Furthermore, as an article in this month's issue of the journal Tobacco Control explains, the oral cancer risk does not show up in studies of smokeless tobacco users in Sweden, where the typical curing, processing, and storage methods result in lower concentrations of carcinogens. The authors argue that "the availability of snus [Swedish-style oral snuff] appears to have contributed to the unusually low rate of smoking among Swedish men by helping them transfer to a notably less harmful form of nicotine dependence."
In the same issue, British anti-smoking activist Clive Bates and five European scientists note that "Sweden has the lowest levels of tobacco-related mortality in the developed world by some distance." They call upon the European Union to lift its misguided ban on snus, which applies in all member countries except Sweden.
Bates and his co-authors estimate that snus and some American smokeless tobacco products "are at least 90% less hazardous than cigarette smoking." They argue that it is "ethically wrong to actively deny users the option to reduce their risk in this way," calling the E.U. ban a triumph for the "health professional's authoritarian insistence that the only valid choice for smokers is to quit or die."

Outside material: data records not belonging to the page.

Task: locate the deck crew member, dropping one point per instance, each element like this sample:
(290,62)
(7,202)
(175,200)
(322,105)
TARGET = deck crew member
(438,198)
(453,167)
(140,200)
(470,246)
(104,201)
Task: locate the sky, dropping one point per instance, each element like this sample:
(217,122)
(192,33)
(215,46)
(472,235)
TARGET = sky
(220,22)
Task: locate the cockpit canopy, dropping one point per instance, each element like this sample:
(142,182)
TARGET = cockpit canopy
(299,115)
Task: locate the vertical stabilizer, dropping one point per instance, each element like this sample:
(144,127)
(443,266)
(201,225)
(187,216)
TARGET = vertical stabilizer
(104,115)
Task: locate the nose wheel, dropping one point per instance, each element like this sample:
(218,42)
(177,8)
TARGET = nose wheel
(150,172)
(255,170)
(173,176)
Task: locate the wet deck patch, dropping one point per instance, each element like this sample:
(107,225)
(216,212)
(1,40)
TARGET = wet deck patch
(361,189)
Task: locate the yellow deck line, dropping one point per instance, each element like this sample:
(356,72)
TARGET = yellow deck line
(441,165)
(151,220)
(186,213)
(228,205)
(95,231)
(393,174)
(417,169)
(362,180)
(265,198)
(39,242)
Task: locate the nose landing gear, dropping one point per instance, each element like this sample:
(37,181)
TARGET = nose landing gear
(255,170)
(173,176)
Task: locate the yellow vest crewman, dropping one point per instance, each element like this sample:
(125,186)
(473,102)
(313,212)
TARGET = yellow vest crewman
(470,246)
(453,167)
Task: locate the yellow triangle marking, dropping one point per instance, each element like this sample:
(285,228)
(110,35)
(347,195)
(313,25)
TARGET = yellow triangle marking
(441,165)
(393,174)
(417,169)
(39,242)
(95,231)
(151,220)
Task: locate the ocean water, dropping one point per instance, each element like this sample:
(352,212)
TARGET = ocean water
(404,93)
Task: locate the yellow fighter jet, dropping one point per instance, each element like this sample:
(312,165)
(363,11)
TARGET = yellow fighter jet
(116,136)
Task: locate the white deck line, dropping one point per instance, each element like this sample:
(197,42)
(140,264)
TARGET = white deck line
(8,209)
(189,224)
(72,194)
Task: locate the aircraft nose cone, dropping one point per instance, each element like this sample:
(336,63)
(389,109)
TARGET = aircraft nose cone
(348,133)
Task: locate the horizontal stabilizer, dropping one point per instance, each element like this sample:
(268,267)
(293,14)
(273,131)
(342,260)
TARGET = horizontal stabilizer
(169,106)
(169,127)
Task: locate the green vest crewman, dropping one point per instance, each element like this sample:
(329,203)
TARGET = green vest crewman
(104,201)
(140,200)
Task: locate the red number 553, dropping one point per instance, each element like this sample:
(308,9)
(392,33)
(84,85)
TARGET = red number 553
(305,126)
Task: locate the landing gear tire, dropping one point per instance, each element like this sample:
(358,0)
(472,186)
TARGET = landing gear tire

The same attitude underlies false statements about smokeless tobacco by American public health officials. A set of "Tips for Teens" from the Department of Health and Human Services, for instance, answers a flat "no" to the question, "Isn't smokeless tobacco safer to use than cigarettes?"
In congressional testimony last June, Surgeon General Richard Carmona likewise insisted "there is no significant evidence that suggests smokeless tobacco is a safer alternative to cigarettes." Perhaps Carmona is simply misinformed, in which case Congress should not turn to him for expert guidance on health-related matters. But surely some of his advisers know better.
Someone, in other words, is lying to us in the name of public health. The rationale is that, even though switching to smokeless tobacco might make sense from the perspective of an individual smoker, awareness of this alternative ultimately could lead to more tobacco use.
Given the huge difference in risk between cigarettes and snuff, a net increase in tobacco-related disease is highly unlikely. More to the point, the decision to tell the truth should not depend upon a collectivist calculus by public health functionaries accustomed to treating people like a herd of cattle. Individuals should have access to accurate information about health risks, even when the government's nannies do not trust them to use it properly.
I wonder what the nannies do for a good time.
LOL, I used to have an E7 in one platoon in the military who was from American Samoa. He was a funny guy. Anyway, he smoked Salems. Once the Shoppette ran out and he was left smoking Marlboros for a while. One of the guys drove to a different city (different post) and bought him some Salems and brought them back for him. He lit one up and the look on his face was priceless. His eyes went glassy and he just enjoyed his cigarette. After a few minutes he said in his heavy Samoan accent 'You know man, your own brand or cigarette hurts you just the right way'.
No kidding.
Anybody that has ever done both can tell you that its a lot easier to quit smoking. But there are benefits
the people that wrinkle up their nose when you smoke seriously dont like it when youre spitting into a soda can, Styrofoam cup, or the trash can.
LOL. On the rare occasion that I would run out of smokes in the field I would bum some dip from one of the guys. I used to swallow the spit and the dip itself in order to get a good fix out of it.
I went to a new junior high school in a Minneapolis suburb, Carl Sandburg Junior High. Sandburg himself came to help dedicate the school. While touring one classroom, he wrote on a blackboard, "Fint som snus," which means "Fine as snuff" in Swedish. Apparently the Swedes have been doing the stuff for a long time.